Ingo Steuer war 1997 an der Seite von Mandy Wötzel Paarlauf-Weltmeister. Seine Sportkarriere könnte mit der Entdeckung seiner Stasi-Vergangenheit passé sein. Was den Fall noch erschwert, ist Steuers Beschäftigung bei der Bundeswehr, wo der 39 Jahre alte Sachse den Rang eines Stabsunteroffiziers bekleidet. Über die Verstrickung von Steuer, der für die sächsische SPD in der Bundesversammlung den Bundespräsidenten Horst Köhler wählte, ist bislang nichts in die Öffentlichkeit gelangt, weil die Akten bei der Birthler-Behörde mit Blick auf die NOK-Nachfrage blockiert wurden.

„Will Turin nicht belasten“

Auch der konspirative Einsatz von Henry Glass, alle drei Belasteten sind Inoffizielle Mitarbeiter (IM) gewesen, war bislang nicht bekannt.

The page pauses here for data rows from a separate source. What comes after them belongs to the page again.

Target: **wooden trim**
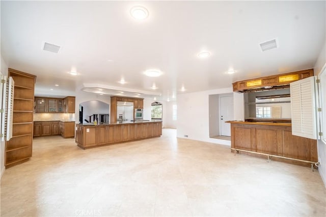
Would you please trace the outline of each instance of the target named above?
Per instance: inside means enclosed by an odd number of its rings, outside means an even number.
[[[289,87],[290,83],[314,75],[313,69],[242,80],[232,84],[233,91],[238,93],[278,89]]]

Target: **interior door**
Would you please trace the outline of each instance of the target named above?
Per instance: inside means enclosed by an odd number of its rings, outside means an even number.
[[[233,96],[220,97],[220,131],[221,135],[231,136],[231,126],[227,121],[233,119]]]

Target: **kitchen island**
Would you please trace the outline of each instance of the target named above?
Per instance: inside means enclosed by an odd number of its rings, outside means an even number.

Glass, der als Assistenztrainer von Peter Rohwein arbeitet, zog, konfrontiert mit den Akten in der Anhörung durch die Stasi-Kommission, selbst die Konsequenzen: „Ich will das Unternehmen Turin nicht belasten. Deshalb ziehe ich mich zurück.“

Dementiert wurde am Mittwoch abend vom Deutschen Ski-Verband die Pressemeldung, zu dem Spitzeltrio gehöre auch der Biathloncoach Harald Böse. Sein Ausschluß wäre nicht verwunderlich gewesen. Seit mehr als zehn Jahren ist die Stasimitarbeit Böses im Dienst des Mielke-Imperiums bekannt. Unter dem Decknamen IM „Horst Sommer“ sammelte er zwischen 1979 und 1989 Informationen über Sportler - zur Zufriedenheit seines Führungsoffiziers. Trotzdem gehörte Böse regelmäßig als Assistent des Biathlon-Damenteams im Range eines Bundestrainers dem Olympiakader an.

Nach Einschätzung von Steinbach hat das NOK alles getan, um unangenehmen Enthüllungen während der Spiele vorzubeugen. Die Anfrage bei der Birthler-Behörde in Berlin hatte ergeben, daß es zu neun Personen Stasi-Akten gibt. Demnach sind sechs Verstrickungen „minder schwer“, so daß einer Repräsentanz in Turin im Namen Deutschlands nichts im Wege stehen soll. Marianne Birthler, die Bundesbeauftragte für die Auswertung der Stasiunterlagen, begrüßte das Verhalten des NOK.